Why Turks don’t smile
A Turkish friend of mine who has lived in the United States for many years once told me an amusing experience of hers. After more than a decade in the land of freedom, she came back to Istanbul for a few weeks. While strolling the streets, she inadvertently smiled at people with whom she came face to face. In return, though, she did not get the polite response that she was used to. Instead, the women she smiled at looked surprised, and worse, the men she smiled at looked aroused.
“I realized that those men took my smile as a sexual hint,” my friend told me. “One of them even began to follow me in a very excited mood!”
Soon, my friend wisely adapted to the Turkish manners: In this country, you don’t smile at strangers.
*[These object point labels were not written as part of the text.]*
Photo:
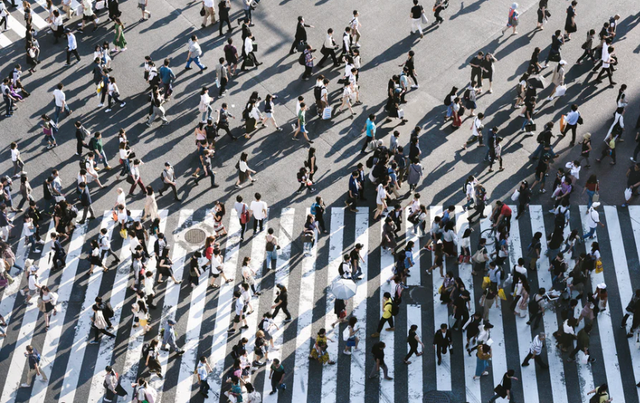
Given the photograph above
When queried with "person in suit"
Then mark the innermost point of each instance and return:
(442, 341)
(85, 201)
(301, 34)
You simply look the other way, and, if you come eye to eye, you try to look tough.
For a while, and as a sociologist-wannabe, I have been wondering why this is the case. Gradually, I have become convinced that this no-smile attitude tells us a lot about the nature of Turkish society: As surveys also prove, this is one of the places on earth in which people trust each other the least. Hence, they can easily see other members of society as potential threats or even enemies.
But why? Are Turks inherently rude, antisocial or nasty people?
Not really. Quite the contrary, Turks are famous for their hospitality and generosity, and they are also known to be very loyal to their friends.
But there is a catch here: Turks are very good to people that they know well, such as their family and kin. Yet, for the people with whom they are less familiar, their attitude dramatically changes. In other words, if they see a familiar face on the street, they go out of their way to show affection. For unfamiliar faces, however, they have nothing but suspicion.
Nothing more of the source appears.